I don’t suppose that many authors have much involvement with the creation of their audio books. Because of the peppering of Malay and Chinese dialect words in my novel, I had offered pronunciation assistance to the narrator, a British actress by the name of Christine Rendel. I did not know whether Christine would take my offer up, and was impressed when she not only did but came prepared with an array of of questions. I had to explain how to say “ai-yahh” and “lah” and “ngi cho ma kai-ah”, among other things. And now I can’t wait to hear what she has done with these expressions!

Finally, a word about my publisher Amazon Crossing – Amazon Publishing’s translated works imprint. In line with its remit Amazon Crossing has to date mainly published works written in other languages and translated into English. I’m pleased to be among the handful of authors writing in English whom they have chosen to publish, and especially honoured that they selected my debut novel. I must thank the whole team in Seattle, most of whom I have not met, many whose names I don’t even know, for being so pro-active and re-active and patient with the questions I’ve asked. My editor, Elizabeth DeNoma, has been exemplary. Her job, apart from managing various strands of the book production process, has included holding my hand, especially as publication day creeps ever closer.

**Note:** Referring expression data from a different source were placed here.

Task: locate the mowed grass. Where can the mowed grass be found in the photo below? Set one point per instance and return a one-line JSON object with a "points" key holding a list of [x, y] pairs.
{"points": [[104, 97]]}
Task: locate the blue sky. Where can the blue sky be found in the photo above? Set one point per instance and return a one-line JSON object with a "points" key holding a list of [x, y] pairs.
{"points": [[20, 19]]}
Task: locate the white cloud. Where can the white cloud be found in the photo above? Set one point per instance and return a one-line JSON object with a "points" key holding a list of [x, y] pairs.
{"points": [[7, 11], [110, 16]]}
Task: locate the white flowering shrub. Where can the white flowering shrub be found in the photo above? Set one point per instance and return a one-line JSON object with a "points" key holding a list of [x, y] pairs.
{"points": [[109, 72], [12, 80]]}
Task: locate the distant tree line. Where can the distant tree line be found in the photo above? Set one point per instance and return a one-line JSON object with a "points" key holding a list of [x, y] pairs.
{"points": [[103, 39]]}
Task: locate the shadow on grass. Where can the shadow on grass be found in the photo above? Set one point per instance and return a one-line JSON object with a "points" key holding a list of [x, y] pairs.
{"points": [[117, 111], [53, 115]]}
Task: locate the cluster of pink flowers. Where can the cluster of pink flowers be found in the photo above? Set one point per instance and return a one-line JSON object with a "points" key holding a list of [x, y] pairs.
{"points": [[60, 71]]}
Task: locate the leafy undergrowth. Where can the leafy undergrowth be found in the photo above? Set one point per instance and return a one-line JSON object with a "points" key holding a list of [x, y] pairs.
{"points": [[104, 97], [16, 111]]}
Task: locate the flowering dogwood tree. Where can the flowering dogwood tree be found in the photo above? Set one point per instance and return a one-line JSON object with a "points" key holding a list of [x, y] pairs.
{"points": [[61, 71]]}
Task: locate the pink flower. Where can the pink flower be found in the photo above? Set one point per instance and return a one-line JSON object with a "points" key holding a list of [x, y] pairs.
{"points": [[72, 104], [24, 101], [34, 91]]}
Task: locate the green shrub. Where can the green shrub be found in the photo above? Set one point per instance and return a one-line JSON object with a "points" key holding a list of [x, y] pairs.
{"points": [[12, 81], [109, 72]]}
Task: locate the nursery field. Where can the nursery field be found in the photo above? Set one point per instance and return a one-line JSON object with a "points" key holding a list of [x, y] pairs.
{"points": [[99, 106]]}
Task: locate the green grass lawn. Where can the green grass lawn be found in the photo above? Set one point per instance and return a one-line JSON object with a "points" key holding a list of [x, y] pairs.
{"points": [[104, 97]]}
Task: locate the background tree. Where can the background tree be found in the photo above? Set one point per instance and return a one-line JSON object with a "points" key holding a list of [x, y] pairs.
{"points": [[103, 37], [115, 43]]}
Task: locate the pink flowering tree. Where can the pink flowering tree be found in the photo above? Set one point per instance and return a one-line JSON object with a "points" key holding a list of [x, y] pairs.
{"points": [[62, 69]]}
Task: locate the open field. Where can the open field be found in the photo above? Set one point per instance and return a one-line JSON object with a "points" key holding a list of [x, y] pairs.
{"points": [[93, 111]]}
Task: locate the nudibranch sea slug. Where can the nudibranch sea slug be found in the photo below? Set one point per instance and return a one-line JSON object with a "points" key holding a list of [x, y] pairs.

Because, with less than two months to go, my emotions are starting to cause havoc. This may sound counter-intuitive but I’ve become increasingly nervous; what if people hate my book? To be honest, I’m having trouble sleeping properly. I fear I may be a wreck by November.

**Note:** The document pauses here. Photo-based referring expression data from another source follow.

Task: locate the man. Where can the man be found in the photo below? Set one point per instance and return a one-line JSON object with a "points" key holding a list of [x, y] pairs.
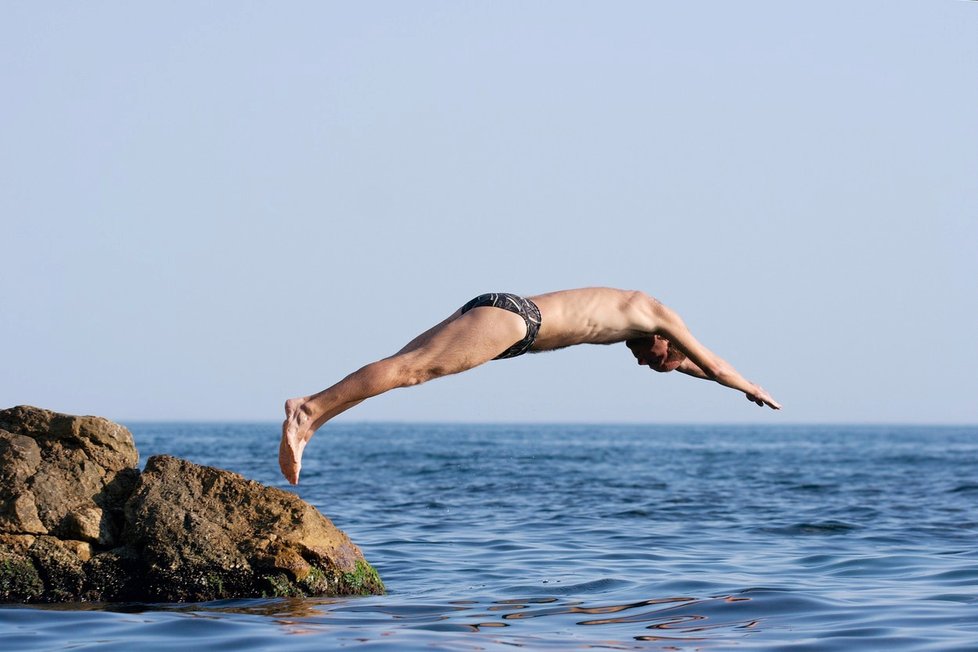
{"points": [[497, 326]]}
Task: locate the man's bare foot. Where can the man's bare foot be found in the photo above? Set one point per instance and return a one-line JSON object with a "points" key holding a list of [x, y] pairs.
{"points": [[294, 437]]}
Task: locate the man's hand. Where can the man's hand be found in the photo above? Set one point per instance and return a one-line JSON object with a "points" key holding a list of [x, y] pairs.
{"points": [[761, 397]]}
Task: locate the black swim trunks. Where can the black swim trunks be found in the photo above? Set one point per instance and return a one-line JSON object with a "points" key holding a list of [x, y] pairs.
{"points": [[513, 303]]}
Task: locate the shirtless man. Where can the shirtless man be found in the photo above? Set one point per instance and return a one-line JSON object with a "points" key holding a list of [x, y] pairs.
{"points": [[497, 326]]}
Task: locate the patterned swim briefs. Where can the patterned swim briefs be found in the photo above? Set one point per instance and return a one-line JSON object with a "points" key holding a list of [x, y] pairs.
{"points": [[513, 303]]}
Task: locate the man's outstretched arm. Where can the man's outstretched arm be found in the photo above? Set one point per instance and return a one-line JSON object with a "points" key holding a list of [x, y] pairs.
{"points": [[703, 363]]}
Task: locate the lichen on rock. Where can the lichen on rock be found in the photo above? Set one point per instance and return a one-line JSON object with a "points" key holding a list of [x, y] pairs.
{"points": [[79, 522]]}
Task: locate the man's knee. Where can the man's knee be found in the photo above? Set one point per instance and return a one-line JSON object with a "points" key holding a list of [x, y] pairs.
{"points": [[405, 371]]}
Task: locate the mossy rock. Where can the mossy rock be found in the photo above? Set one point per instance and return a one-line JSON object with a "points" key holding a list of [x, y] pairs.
{"points": [[19, 579]]}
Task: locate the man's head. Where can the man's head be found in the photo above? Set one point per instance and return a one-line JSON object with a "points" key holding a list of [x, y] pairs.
{"points": [[655, 353]]}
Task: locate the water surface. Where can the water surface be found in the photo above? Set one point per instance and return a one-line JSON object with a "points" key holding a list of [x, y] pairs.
{"points": [[615, 537]]}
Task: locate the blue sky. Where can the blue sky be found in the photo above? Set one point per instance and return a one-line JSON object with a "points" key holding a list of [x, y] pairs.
{"points": [[208, 208]]}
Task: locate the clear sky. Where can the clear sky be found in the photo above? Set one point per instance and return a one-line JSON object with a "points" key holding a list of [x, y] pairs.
{"points": [[207, 208]]}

Thank goodness I’ll be visiting Malaysia before then – I’ll certainly need doses of petai and Nyonya kueh to calm those nerves! If any of you are in Malaysia in October, please come and hear me read an excerpt from The Woman who Breathed Two Worlds. I will be at The Sharpened Word in Ipoh, my hometown, on Saturday, October 15, 2016 and then at Seksan, Bangsar Village in Kuala Lumpur a fortnight later on Saturday, October 29, 2016. Details will be posted here in due course.

Meanwhile I’ve been asked for an interview. Part of me cannot believe this is actually happening… For so long I dreamt about having a novel published. But I had other interests too and I pursued these first. If I had not had cancer when I did, I would probably only have started writing seriously much later. Which goes to show that positive things can rise out of the ashes of personal difficulty.

Taking this novel from concept to publication has taken longer than I ever imagined it would. Nearly six years, to be precise : two months of research, two years of writing, another year to secure an agent, nearly two years for him to find a publisher and then the months Amazon Crossing has spent turning my raw manuscript into a printed book. Now it feels as if I’m standing on the threshold of something new, a different stage in my writing journey, when I can look back on the hard slog and think that, no matter what happens next, it has all been worth it. Sometimes, dreams do come true.